Native advertising—sponsored or branded content that matches the look and feel of publisher websites—is growing in importance to the PR sector and could be the way to secure more budget from clients, according to new research that finds nine out of ten PR agencies in the UK (88 percent) saying that they see native as an opportunity for the sector and 75 percent saying they should be the best choice to create and distribute native advertising content for brands.

In fact, around nine out of ten (87 percent) also think PR people could be doing more to seize new content marketing budget (within which native advertising sits) from their clients, according to a survey 
commissioned by native advertising platform Adyoulike.

The survey also found that half of PR agencies (50 percent) currently offer native advertising solutions to their clients and 19 percent plan to do so in the future.

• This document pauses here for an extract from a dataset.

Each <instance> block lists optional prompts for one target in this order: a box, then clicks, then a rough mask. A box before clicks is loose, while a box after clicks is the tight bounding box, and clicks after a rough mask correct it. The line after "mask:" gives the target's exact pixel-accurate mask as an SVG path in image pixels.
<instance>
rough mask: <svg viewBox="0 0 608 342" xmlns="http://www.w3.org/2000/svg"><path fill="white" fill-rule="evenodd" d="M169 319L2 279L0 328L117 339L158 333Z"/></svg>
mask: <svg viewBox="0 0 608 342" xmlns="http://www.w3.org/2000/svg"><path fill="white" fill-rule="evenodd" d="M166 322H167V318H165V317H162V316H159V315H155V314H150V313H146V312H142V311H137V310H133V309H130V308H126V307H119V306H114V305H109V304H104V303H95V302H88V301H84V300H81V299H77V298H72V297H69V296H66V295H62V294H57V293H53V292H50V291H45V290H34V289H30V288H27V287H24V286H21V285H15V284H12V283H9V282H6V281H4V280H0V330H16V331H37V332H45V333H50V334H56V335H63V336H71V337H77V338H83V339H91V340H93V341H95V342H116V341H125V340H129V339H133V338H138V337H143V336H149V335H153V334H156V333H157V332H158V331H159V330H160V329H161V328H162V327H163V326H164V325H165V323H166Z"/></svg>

According to Francis Turner, UK managing director at Adyoulike, "The PR sector should be doing more with native advertising because it's all about content—and that's the industry's strongest suit…. Brands see the potential of native to get their message out there in an engaging and immersive way that sits in-feed with publishers' own content and doesn't disrupt the online experience. PR firms should be aiming for a larger slice of the content marketing pie and native is a great way for them to get it."

The study also analysed how PR agencies use native to increase the reach and share of the media coverage they get for clients. Currently, agencies tend to focus on social media platforms to accomplish this, with 94 percent and 88 percent using organic reach on Twitter and Facebook, respectively. The same number (63 percent) use paid campaigns on those two platforms to boost views of their media coverage, but less than half (44 percent) currently use paid native.

"Given that so many agencies already share coverage on social platforms and pay for the privilege, moving budget into native and delivering PR in a native content environment as well as a social one makes complete sense," Turner says.

Having said that, only 38 percent of senior PR people feel “very confident” that they can clearly explain native advertising to their clients, while two-thirds (67 percent) are concerned by the transparency of the paid element of native campaigns and 40 percent worry that using native devalues traditional media coverage.